Plans for a new Land Value Tax have been outlined in a paper prepared by the Planning Committee of the Greater London Authority. It calls on the new mayor to fund further research into such a tax, declaring it has the potential to encourage undeveloped or underused land to be developed – largely for housing.
The concept would tax land based on its optimal use, whether it was developed for that or not. A landowner would therefore be incentivised to carry out an optimal development, in order to best cover the cost of the tax, which could replace the existing council tax, business rates and stamp duty.
The paper has been put together by assembly member Tom Copley, who notes in the foreward: “The greatest challenge facing the next mayor will be achieving a step change in the level of housebuilding in London.” With construction targets far from met, “new and bold thinking is required”, he argues.
Copley says the Land Value Tax is used elsewhere in the world, in countries including Denmark and Estonia, and it “provides incentives for bringing land into more productive use, and discourages keeping land empty or derelict.” The report says one data source has identified 1,973 hectares of land not currently used for housing in the capital, which could be developed – potentially creating 276,000 homes.

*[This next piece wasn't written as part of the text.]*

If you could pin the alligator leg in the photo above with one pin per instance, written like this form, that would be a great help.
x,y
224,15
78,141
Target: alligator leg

He concludes that the time is right to test out a daring new approach, because London is facing unprecedented levels of growth, and there is the challenge of funding it sustainably. The mayor’s office has demonstrated it can lead a growing world city responsibly, and there is the know-how to deliver strategic projects.
The tax would require the planning system to identify optimum land use for each site, something not currently a function of the system, the report acknowledges. It also acknowledges that introducing such a change would be fraught with practical challenges, creating winners and losers that might be politically contentious.
LVT would effectively be levied in a similar way to business rates today, based on the defined use of the land; it would be levied irrespective of the type or value of property developed on that land, and charged to the owner, not the occupier. It could also help reduce the capital’s reliance on Whitehall, allowing London to become more financially independent of central government.
The report recommends the new mayor looks into the powers necessary to run such a tax, and commissions a feasibility study. It also suggests a trial, perhaps with a pilot scheme at Old Oak Common within the Park Royal Development Corporation’s area.

LPA Perspective: This is scary stuff – should the momentum for this idea gather, it could upset plenty of those in the development world.
Yes, LVT has worked in some places. Harrisburg, Pennsylvania credits its recovery with the implementation of a land tax, replacing property taxes over a staged period. This was a city on its uppers after a major hurricane, and had lost a third of its population. But there are major practical problems, as well as some philosophical issues.
Currently, land use is decided by its owner, coming into contact – sometimes a negotiated contact, sometimes an embattled one – with the planning system. LVT would require local planners to decide what should go where, effectively reducing the flexibility of innovative developers and designers to transform neighbourhoods with imaginative regeneration projects.
And there is the right, established over a long period, for a landowner to do what they want with their property, within certain planning rules and restrictions; with doing nothing being just one of those options. By using LVT, a landowner is penalised for leaving land fallow or, underoptimised. And one reason why a landowner might feel minded to knock down a currently unused building, is the fact that business rates relief was removed on empty buildings – a relatively recent change that has led to huge waste and substantial demolition of older properties.
Land assembly, planning negotiations, and the inability of public bodies to sort their land holdings are all reasons why sites don’t get developed to their full potential. Land banking, often claimed as an issue, has rarely been proven to happen in reality. There is also the issue of market timing – why build a new office block in the City of London, for example, if there is plenty of new office space yet to be let?
The UK system is also well used to housebuilding developers taking options on farm land, which they then push to get included in a local plan, for it to – some years later – become housing land. Local planners will now have an incentive to get the land zoned for development sooner, rather than later, to increase their tax base.
Then there are the practical issues, in a city of the scale and vibrancy of London. Establishing values, and uses, will be problematic. And as the recent experience of the Community Infrastructure Levy has demonstrated, when adjacent districts have substantially different charging levels applied, there can be unintended consequences.
LVT is a big idea – and one that may merit further study, perhaps a pilot – but let’s not get too excited, too quickly.